さて、ニケーア会議とは一体なんでしょうか。これはニケーア(ニカイア)公会議とも呼ばれています。
そもそも、じゃあ、公会議とは一体なんだったのか。それがこの講の主眼です。
 
公会議(英語=Ecumenical council)とは、世界中からキリスト教徒の代表が集まって、さまざまな教義についてのルールを審議し、決定する会議のことです。簡単に言うとそうですが、内実は複雑です。
公会議は、まだパウロの時代にあったエルサレム会議に淵源するのですが、その時代の会議は、信仰の問題が論議されると、各地域ごとに会議を開いて議論の末に解決していたようです。
問題は、そうした初期キリスト教会時代ではなく、ローマ帝国がキリスト教を国教化してからの会議であり、その決定です。とてもローカルな会議では解決不能な(勢力を持った異端思想などの)問題が発生して、一つの地域を越えて紛糾するので、どうしても世界的な公式の会議が求められるようになりました。
 
しかし、まず、キリスト教と一口にいっても、たくさん宗派があります。
今、この講読で重要なのは、古代のそれですから、大体、カトリックが規定する、紀元三二一年のニケーア会議から、一九六五年までの第二バチカン会議、都合二十一回開かれた、それを指すと考えてよいでしょう。しかしながら、最初の公会議が開かれた当時、ローマ帝国の教圏の中心はローマではなく、コンスタンティノープル(ビザンティン)に移っていました。むろん、ローマにも教会は在りましたが、今のようなバチカンではなく、単なる主教座があっただけでした。それで、世界中から集まり、といっても、ニケーア会議では西方教会(ローマ)からは五人しか訪れていません。よって、この時代には主にビザンティン教会が会議の主体となります。
 
ニケーア会議は、つまり最初の公会議です。紛らわしいことに、七八七年にも同じニケーアで開かれた第二ニケーア会議があるのですが、ここでは省きます。別なテーマの会議だったと見なします。
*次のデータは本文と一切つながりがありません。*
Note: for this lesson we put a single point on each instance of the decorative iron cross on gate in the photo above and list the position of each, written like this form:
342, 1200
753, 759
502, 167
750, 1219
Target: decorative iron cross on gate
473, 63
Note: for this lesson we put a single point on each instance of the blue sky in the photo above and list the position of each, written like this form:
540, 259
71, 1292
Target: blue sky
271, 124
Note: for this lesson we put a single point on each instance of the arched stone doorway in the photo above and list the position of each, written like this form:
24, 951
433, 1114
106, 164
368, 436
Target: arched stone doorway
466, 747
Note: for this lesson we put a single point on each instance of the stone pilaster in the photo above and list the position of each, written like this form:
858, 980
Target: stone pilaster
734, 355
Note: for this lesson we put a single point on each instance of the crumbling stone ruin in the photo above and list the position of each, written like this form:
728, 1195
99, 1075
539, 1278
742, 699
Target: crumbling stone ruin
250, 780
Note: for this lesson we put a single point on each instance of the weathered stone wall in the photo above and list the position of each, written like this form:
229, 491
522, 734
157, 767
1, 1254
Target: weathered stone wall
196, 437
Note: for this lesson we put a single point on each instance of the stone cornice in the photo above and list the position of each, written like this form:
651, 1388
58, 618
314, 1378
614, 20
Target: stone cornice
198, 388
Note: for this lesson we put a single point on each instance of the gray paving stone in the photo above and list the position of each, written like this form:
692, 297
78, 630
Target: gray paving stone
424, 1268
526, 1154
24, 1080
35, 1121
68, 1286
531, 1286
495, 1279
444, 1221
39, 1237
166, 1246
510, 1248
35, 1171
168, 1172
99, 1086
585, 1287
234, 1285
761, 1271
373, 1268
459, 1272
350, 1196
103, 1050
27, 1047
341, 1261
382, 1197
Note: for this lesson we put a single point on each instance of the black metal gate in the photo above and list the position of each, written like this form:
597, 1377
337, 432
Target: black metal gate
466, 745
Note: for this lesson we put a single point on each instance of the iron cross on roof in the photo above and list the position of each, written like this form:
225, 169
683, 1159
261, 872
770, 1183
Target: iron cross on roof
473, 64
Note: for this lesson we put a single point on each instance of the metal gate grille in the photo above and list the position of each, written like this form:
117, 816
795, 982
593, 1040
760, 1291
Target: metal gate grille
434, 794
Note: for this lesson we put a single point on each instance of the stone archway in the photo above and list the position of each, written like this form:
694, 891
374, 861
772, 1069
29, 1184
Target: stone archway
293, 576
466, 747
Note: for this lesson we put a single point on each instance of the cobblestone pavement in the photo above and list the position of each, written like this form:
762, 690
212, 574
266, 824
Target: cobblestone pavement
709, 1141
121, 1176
また、もっと紛らわしいことに、当時は各地に同じ「ニケの町=ニケーア」と名乗る都市がいくつか有りました。もともとニケ(Nike)とは、ルーブル美術館にあるサモトラケのニケ像で知られる、ギリシャ神話の勝利の女神の名前でもあるため(靴のナイキの由来です)、各地に同名の都市がいくつ在っても不思議ではなかったのです。公会議のあったニケーアは、現在のトルコのイズニクに当たり、コンスタンティノープルのすぐ近くに位置します。

公会議MAP01



そういう次第ですから、会議の算え方(正統と認める会議の数)はそれぞれの宗派によって違います。ギリシャ正教会は第二ニケーア会議までの七回の会議を普遍的公会議と見なしています。
プロテスタントでは、もともとカトリック教会の優位性を認めていませんので、考え方が根本的に違うのですが、それでも初期の数回の会議およびそこでの決定事項の重要性は認識しています。たとえば三位一体の教義などは、聖書にはないのですが、そして、プロテスタントの主張としては、聖書にのみ即する、と言いつつ、これは受け容れています。
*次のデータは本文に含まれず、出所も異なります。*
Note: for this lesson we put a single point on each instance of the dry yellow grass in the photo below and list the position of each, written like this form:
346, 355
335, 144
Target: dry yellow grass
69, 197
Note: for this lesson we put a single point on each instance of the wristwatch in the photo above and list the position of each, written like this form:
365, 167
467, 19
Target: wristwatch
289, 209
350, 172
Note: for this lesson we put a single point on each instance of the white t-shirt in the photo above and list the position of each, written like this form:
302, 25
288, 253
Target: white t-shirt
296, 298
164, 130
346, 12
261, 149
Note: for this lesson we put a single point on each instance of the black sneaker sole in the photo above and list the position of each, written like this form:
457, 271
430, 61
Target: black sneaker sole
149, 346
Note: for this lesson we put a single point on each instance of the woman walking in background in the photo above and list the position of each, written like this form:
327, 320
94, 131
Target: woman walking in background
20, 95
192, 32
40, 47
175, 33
さらに言えば、カトリックが紀元四五一年のカルケドン公会議までに異端とした、たとえばグノーシス主義やアリウス派、ネストリウス派、単性説(仮現説を含む)など、ほとんどをプロテスタントも異端として斥けています。要するに立場上、バチカンの権威は認めないが、キリスト教がキリスト教として確立していった初期までの教義は、すでに出来上がって一千年以上たっているため、やむなく受け容れざるを得なかったのだ、と思われます。
 
それらの会議、またそれまでの地方会議で何が審議され、何が決定されたか。一言で言うと、「正統と異端」です。他にもあるのですが、主にこれが公会議の主題だと考えて構わないでしょう。
論争は正々堂々としたものでしたが、ある一つの宗教の教義(=ドグマ)をめぐる「正統」など、本当は、初めから存在するわけはない。ドグマとは独断とも訳されますが、論理学でいう公理に近いもので、あらかじめ論証されない問答無用の「真」です。それを前提として、他の命題が出される根本命題が公理であり、ドグマもほぼ同じです。
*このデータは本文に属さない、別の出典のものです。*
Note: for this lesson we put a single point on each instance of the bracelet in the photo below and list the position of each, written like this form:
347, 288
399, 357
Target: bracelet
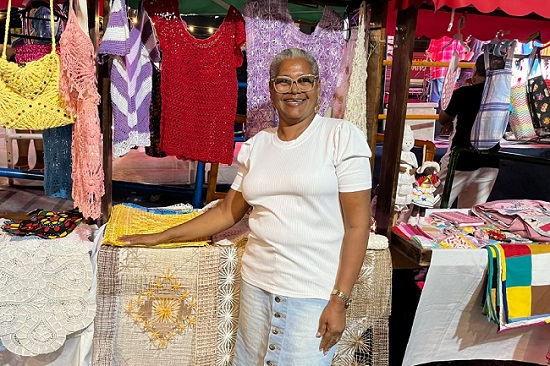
343, 296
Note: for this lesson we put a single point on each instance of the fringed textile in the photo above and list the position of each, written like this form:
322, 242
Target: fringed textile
356, 104
30, 92
128, 220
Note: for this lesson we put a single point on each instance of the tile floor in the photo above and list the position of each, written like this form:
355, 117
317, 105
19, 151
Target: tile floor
135, 167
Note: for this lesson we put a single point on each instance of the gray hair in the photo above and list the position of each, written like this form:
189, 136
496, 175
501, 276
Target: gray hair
292, 53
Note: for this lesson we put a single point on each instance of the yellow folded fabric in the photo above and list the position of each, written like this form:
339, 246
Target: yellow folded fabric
128, 221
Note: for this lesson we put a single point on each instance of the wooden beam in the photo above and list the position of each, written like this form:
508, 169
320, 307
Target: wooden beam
375, 69
397, 108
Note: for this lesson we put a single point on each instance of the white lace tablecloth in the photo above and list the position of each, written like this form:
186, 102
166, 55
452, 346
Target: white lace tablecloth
45, 292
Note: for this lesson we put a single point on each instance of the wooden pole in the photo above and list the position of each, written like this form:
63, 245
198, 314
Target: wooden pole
397, 108
376, 50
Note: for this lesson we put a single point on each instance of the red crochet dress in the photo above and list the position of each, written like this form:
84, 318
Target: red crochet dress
198, 84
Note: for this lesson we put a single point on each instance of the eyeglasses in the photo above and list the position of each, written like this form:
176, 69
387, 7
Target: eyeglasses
283, 84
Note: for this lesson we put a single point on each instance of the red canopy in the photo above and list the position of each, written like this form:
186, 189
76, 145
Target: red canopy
510, 7
484, 27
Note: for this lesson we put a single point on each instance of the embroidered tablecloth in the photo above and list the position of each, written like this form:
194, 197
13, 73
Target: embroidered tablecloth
179, 307
166, 306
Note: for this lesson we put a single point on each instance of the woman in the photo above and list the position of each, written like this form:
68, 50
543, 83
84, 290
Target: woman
308, 182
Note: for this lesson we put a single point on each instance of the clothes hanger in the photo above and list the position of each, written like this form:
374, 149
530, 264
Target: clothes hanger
458, 36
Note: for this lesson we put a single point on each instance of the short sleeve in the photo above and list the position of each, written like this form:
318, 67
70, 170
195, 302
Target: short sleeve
352, 159
243, 162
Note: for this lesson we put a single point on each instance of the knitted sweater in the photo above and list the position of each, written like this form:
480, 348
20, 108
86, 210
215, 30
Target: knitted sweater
293, 186
198, 84
131, 77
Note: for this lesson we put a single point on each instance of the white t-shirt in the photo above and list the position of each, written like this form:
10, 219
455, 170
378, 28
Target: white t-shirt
296, 222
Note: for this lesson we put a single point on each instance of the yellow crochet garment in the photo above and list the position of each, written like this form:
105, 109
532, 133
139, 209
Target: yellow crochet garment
128, 220
30, 92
当時の百家争鳴の状態で、何が真か偽か、何が正統で何が異端か。それを決定するのは、ほとんど力関係です。だから、ことは、かなり政治的な事情も加わって、複雑な様相を呈しています。ローマ帝国(当時は東ローマ=ビザンティン)の皇帝の権力も、本来、政教分離のはずが、深く影響して、よけいに事態を複雑にしています。
 
古代オリエント世界には、当時、さまざまな主義や思想が瀰漫していました。真っ先に(地方会議の段階で)淘汰されたグノーシス思想などがそうです。これは、今在るこの世界は不完全で、なぜ不完全かというと、それを作った神様が偽の神(造物主=デミウルゴス)だったからで、本当の神は別にいる。それがイエスをキリストとして派わしたので、その再臨の時にこそ、偽わりの神は廃され、真の神と真の世界が成就する。といった教義ですから、まあ、それは淘汰されても仕方ないとは思いますが、結構な教圏の広がりを持っていたようです。
オリエントは一つではなく、複数の宗教が重なりあって出来た巨大なエリアでしたから、そこにはマニ教とか、そういった本当に東洋的な宗教もあり、また最後までキリスト教と争ったミトラ教なども併存していました。併存というよりか、互いに影響し合い、どちらがどちら、と言いかねるように、重なりあっていた、というべきでしょう。
 
それまでエルサレム会議でも、わりと決議はゆるやかで、それほど排他的ではなかったように、古代の初期キリスト教会は、わりあいルーズなところがあって、ローマ帝国が国教化するまでは、それはそれで良かったのです。本格的な神学論争になったら、分裂しかねない。そういう懸念もあったのだ、と思われます。しかし、ローマ帝国が国教としたからには、それなりの統一した見解がないと、どうしようもありません。時代の要請として、公会議は、どうしても開かざるを得ない。当然、そこで異端とされた教義は「偽」として排斥される。そういう時代になってきたのです。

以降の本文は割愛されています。